The quality tradition became part of the company’s genetic profile. Second-member Leclerc family members entered the business in 1917 and, inspired by the family patriarch, achieved business expansion. Jump ahead to the 1980s and 1990s, when the company opened facilities throughout Canada. In the new century, the business expanded by opening plants in the United States, one in Pennsylvania (2002) and another in Tennessee (2008). Growth has been impressive in the last 20 years. Today, it operates five production facilities – the two US facilities that complement the three established facilities in Canada.

Obviously, a company that produces innovative products strongly focuses on research and development to foster growth. The company recently invested $7 million in a new R&D facility that opened in April 2011, reports Leclerc. “The facility includes test kitchens and pilot lines, which enables us to not only come up with new concepts but to ensure that these concepts are viable,” he describes.

The three-story, 32,000 square-foot facility, located in St-Augustin-de-Desmaures, is a multi-level operation. “Upstairs is the ‘kitchen,’ and downstairs is the small machinery that will replicate how a new product would exist on one of our lines,” explains Leclerc.

So it is a microcosmic center with a macrocosmic focus.

The company calls this the center of development for the cookie of the future, but that’s not what it’s all about. It will foster development of new brands, new products and enhance improvement of existing brands. It’s not just about cookies.

The underlying concern is consumer health.
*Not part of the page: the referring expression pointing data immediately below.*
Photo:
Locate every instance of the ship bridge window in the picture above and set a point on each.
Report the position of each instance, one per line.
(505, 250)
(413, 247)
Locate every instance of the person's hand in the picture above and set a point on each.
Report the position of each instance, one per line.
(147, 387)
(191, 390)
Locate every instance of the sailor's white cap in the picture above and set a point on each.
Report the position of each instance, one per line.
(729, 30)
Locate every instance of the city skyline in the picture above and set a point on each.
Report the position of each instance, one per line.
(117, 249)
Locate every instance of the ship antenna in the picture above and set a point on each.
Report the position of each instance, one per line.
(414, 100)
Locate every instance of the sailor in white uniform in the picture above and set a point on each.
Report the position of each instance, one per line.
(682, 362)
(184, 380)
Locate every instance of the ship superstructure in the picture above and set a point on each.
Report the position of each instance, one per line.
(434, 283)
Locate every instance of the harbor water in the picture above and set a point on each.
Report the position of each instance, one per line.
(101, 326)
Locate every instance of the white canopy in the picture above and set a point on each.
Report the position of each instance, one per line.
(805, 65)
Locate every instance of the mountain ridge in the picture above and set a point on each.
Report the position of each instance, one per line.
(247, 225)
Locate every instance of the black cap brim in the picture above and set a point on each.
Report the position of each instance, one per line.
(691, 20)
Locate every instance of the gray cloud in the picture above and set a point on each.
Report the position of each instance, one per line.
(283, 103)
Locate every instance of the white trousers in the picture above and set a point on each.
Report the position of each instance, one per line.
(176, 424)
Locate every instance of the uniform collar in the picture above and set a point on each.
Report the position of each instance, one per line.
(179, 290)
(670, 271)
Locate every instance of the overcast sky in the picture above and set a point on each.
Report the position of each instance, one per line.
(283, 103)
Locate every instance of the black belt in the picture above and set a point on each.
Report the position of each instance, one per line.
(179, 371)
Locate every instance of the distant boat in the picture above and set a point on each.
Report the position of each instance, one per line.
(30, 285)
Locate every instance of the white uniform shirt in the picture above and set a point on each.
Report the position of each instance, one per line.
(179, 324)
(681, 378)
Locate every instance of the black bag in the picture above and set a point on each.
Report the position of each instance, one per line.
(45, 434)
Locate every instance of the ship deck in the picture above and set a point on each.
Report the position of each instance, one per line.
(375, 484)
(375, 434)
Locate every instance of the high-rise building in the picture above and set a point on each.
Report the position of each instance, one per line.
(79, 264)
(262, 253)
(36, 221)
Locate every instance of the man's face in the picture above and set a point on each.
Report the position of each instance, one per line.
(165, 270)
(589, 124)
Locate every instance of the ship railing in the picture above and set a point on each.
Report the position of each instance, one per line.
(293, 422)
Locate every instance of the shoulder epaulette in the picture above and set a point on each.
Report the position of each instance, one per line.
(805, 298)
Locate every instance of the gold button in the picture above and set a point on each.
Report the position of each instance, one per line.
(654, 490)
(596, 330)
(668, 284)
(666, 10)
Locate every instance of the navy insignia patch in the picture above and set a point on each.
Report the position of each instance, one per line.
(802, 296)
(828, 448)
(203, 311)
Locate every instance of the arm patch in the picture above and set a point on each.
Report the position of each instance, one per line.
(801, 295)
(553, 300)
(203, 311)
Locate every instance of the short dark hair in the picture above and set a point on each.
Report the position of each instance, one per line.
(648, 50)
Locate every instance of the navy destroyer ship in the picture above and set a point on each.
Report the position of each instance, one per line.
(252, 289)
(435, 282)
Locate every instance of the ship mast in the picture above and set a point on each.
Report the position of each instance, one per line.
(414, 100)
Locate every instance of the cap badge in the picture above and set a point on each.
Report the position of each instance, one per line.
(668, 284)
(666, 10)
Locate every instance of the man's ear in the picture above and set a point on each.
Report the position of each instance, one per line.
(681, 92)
The company not only wants to prevent disease; it wants its products to be a healing force. Products are part of preventive measures, which extends far back beyond the company’s history, into ancient times. As the company reminds, the Hippocratic oath mentions food. As Hippocrates himself once said, “Let thy medicine be thy food, and food be thy medicine.”

Biscuits Leclerc applies that philosophy to consumers who realize the importance of good food choices and the health impact. Appropriately, the new R&D center is equipped with state-of-the-art technology and an area for scientific documentation, where company specialists can access the latest information and better focus on nutrition that will forestall diet-related disease, such as diabetes. However, the company isn’t ivory tower; it extends its research reach throughout the world. “Our R&D people aren’t tied to home,” says Leclerc. “They travel to places like China, India, South America and Europe, in search of the latest trends and the latest developments.”
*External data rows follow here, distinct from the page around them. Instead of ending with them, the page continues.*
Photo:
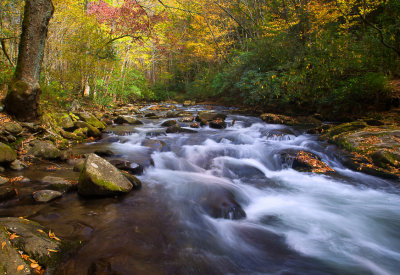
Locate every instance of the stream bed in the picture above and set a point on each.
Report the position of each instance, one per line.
(223, 202)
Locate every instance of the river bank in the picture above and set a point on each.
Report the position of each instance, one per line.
(151, 138)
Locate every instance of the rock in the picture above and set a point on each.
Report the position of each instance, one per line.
(278, 119)
(81, 133)
(178, 129)
(17, 165)
(7, 192)
(309, 162)
(170, 114)
(154, 144)
(209, 116)
(3, 180)
(58, 184)
(188, 103)
(136, 183)
(127, 119)
(100, 178)
(13, 128)
(6, 153)
(91, 120)
(65, 121)
(34, 241)
(79, 164)
(46, 195)
(91, 131)
(45, 150)
(186, 119)
(217, 124)
(104, 152)
(169, 123)
(126, 165)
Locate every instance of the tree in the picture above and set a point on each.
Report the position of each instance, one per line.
(23, 97)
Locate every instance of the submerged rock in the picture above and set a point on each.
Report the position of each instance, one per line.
(46, 195)
(100, 178)
(58, 184)
(122, 119)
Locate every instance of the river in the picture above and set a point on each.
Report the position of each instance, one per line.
(227, 202)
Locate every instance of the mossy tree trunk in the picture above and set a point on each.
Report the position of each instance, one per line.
(24, 90)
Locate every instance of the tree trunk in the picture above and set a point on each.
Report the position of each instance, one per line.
(24, 90)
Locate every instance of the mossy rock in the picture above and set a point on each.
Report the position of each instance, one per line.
(7, 154)
(100, 178)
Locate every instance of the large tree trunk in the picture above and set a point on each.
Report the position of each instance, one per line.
(24, 90)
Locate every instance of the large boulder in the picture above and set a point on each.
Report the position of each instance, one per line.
(100, 178)
(64, 121)
(35, 242)
(122, 119)
(6, 153)
(44, 149)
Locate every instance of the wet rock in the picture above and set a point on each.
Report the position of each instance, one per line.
(136, 183)
(104, 152)
(46, 195)
(33, 241)
(6, 153)
(209, 116)
(100, 178)
(217, 124)
(178, 129)
(309, 162)
(13, 128)
(45, 150)
(65, 121)
(58, 184)
(126, 165)
(277, 119)
(78, 165)
(17, 165)
(186, 119)
(170, 114)
(91, 120)
(3, 180)
(169, 123)
(128, 120)
(154, 144)
(91, 130)
(7, 192)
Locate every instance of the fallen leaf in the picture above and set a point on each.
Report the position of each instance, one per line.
(13, 236)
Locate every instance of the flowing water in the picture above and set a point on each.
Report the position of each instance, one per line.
(228, 202)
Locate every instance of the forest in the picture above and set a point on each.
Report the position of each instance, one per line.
(199, 137)
(337, 58)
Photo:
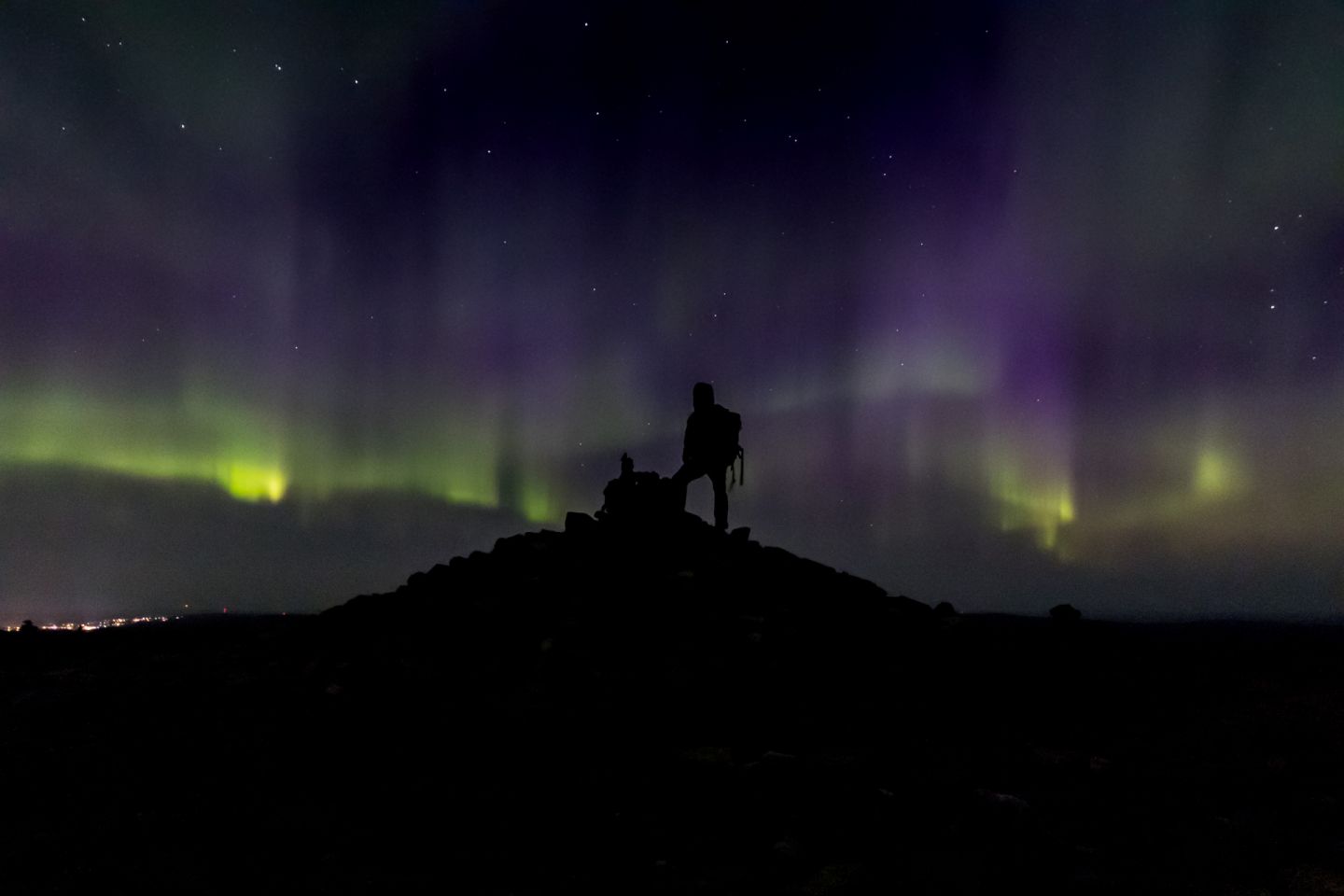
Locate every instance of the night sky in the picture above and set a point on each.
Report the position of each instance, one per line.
(1020, 302)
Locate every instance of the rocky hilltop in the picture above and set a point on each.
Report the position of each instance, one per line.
(643, 704)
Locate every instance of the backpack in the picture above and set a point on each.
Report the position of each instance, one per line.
(729, 438)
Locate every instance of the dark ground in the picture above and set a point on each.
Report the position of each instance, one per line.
(585, 712)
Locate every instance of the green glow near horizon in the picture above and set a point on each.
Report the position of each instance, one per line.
(249, 457)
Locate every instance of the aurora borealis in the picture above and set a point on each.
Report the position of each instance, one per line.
(1020, 302)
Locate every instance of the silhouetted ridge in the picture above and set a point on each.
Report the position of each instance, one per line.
(631, 613)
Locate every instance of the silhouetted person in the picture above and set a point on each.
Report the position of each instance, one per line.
(710, 448)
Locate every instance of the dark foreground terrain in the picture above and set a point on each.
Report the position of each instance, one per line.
(610, 709)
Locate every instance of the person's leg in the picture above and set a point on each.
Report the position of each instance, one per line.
(721, 497)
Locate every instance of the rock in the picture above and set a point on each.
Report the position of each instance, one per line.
(578, 523)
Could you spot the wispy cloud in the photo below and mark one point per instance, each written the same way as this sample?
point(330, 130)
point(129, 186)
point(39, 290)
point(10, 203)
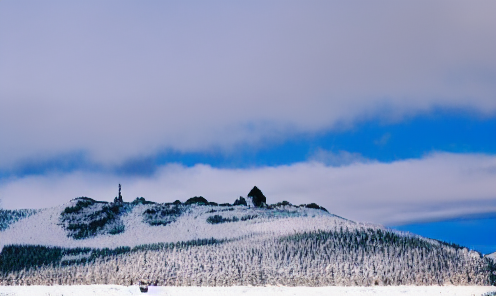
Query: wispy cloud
point(436, 187)
point(125, 80)
point(339, 158)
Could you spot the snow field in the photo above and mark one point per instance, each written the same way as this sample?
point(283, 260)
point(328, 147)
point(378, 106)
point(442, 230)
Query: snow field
point(111, 290)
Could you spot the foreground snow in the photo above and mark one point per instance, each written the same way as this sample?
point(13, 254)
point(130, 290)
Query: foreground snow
point(245, 291)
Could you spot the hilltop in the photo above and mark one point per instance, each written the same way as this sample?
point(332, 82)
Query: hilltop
point(202, 243)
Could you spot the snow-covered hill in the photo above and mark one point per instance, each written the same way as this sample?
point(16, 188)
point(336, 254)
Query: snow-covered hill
point(201, 243)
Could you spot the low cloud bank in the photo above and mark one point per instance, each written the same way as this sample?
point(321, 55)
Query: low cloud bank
point(436, 187)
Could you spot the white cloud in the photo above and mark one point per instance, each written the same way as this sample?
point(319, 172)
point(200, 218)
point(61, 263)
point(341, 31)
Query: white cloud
point(435, 187)
point(337, 159)
point(127, 79)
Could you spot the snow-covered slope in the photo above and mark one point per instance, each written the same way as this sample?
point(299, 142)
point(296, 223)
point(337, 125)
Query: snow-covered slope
point(492, 256)
point(45, 227)
point(90, 242)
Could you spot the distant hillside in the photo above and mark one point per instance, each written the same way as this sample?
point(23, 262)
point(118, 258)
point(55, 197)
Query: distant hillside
point(202, 243)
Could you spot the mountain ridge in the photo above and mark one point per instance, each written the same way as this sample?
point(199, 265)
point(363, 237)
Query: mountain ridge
point(203, 243)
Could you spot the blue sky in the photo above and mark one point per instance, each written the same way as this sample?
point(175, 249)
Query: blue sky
point(364, 109)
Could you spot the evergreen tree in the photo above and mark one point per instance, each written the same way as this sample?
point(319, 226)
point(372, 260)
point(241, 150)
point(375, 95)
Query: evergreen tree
point(259, 200)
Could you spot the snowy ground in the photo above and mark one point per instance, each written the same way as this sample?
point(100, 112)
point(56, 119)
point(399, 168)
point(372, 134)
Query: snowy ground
point(245, 291)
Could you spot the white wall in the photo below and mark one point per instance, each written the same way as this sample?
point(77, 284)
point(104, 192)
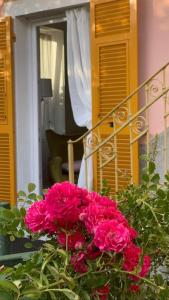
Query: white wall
point(25, 7)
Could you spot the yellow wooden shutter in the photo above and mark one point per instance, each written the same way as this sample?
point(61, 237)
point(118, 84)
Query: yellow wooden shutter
point(114, 76)
point(7, 131)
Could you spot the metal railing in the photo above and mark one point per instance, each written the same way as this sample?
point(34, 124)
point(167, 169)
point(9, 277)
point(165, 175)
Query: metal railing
point(105, 150)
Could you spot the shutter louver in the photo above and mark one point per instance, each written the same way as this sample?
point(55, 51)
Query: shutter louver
point(114, 76)
point(7, 124)
point(112, 17)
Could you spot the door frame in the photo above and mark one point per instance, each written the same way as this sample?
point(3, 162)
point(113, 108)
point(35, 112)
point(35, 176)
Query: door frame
point(27, 100)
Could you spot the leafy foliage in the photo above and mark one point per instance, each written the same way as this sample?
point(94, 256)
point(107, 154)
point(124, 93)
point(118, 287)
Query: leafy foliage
point(48, 273)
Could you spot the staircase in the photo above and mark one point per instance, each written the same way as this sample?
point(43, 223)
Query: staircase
point(105, 150)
That means R&D technologists strive to improve products to help feed Third World countries, where hunger and malnutrition prevail.

Biscuits Leclerc is as healthy as its envisioned consumer. It sells products in as many as 20 countries throughout the world. Revenues are robust. “In 2009, we were at $200 million,” says Leclerc. “This year, we project $270 million. So we have demonstrated strong growth over the past three years. In that period, we’ve re-invested a substantial portion of revenue back into the business – into machines and warehousing – but especially into machines, which gives us an edge. But we’ve also invested heavily into sales, in our offices in Toronto, Vancouver and Boston. You can be as innovative as you want to be, but you can’t grow a business unless you push sales and marketing.”

Biscuits Leclerc is making its message loud and clear.